With an expression of awe on his face, the cripple reached out a timid hand and touched the baby's cheek.
§
The windows of the great ball-room were open to the sky, and beyond them, a busy breeze was blowing across its washed and polished expanse, gathering cloud-remnants into little heaps, and sweeping them in tumbling haste out over the threshold of the sea.
Most of the refugees had returned to their rooms, where sounds of busy salvaging could be heard. Porgy's voice arose jubilantly announcing that the goat had been discovered, marooned upon the cook-stove; and that Peter's old horse had belied his whinny, and was none the worse for a thorough wetting.
Serena Robbins paused before Bess, who was gathering her things preparatory to leaving the room, placed her hands upon her hips, and looked down upon her.
"Now, wut we all goin' to do wid dis po' mudderless chile?" she said, addressing the room at large.
The other occupants of the room gathered behind Serena, but there was something about Bess's look that held them quiet.

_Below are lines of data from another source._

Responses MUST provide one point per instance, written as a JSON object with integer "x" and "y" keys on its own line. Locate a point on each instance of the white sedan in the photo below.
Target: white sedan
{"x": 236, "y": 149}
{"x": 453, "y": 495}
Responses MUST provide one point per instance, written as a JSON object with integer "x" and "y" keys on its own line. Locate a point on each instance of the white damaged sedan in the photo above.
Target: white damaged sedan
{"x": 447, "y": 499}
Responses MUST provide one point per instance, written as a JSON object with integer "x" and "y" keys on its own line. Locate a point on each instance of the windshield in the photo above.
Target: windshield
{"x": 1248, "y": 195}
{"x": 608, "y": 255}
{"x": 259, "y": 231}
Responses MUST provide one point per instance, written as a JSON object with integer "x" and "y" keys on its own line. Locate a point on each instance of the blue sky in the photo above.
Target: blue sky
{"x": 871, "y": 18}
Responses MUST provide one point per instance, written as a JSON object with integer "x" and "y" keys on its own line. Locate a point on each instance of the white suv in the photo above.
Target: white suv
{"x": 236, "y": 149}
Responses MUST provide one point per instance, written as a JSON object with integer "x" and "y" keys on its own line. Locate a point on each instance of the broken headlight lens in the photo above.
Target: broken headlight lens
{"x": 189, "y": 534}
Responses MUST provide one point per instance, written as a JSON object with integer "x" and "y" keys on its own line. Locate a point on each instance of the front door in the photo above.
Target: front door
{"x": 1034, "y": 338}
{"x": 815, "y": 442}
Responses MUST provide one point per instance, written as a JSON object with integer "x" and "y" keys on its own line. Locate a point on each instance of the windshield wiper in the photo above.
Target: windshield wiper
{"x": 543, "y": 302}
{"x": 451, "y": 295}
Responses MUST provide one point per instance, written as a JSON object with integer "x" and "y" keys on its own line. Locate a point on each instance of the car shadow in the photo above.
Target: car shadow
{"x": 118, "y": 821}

They stood there waiting and saying nothing.
Slowly Bess straightened up, her faced lowered and pressed against that of the sleeping child. Then she raised her eyes and met the gaze of the complacent older woman.
What Serena saw there was not so much the old defiance that she had expected, as it was an inflexible determination, and, behind it, a new-born element in the woman that rendered the scarred visage incandescent. She stepped back and lowered her eyes.
Bess strained the child to her breast with an elemental intensity of possession, and spoke in a low, deep voice that vested her words with sombre meaning.
"Is Clara come back a'ready, since she dead, an' say somet'ing 'bout 'we' tuh yuh 'bout dis child?"
She put the question to the group, her eyes taking in the circle of faces as she spoke.
There was no response; and at the suggestion of a possible return of the dead, the circle drew together instinctively.
"Berry well den," said Bess solemnly. "Ontell she do, I goin' stan' on she las' libbin' word an' keep dis chile fuh she 'til she do come back."
Serena was hopelessly beaten, and she knew it.
"Oh, berry well," she capitulated. "All I been goin' tuh do wuz jus' tuh puhwide um wid er propuh Christian raisin'. But ef she done gib um tuh yuh, dere ain't nuttin mo' I kin do, I guess."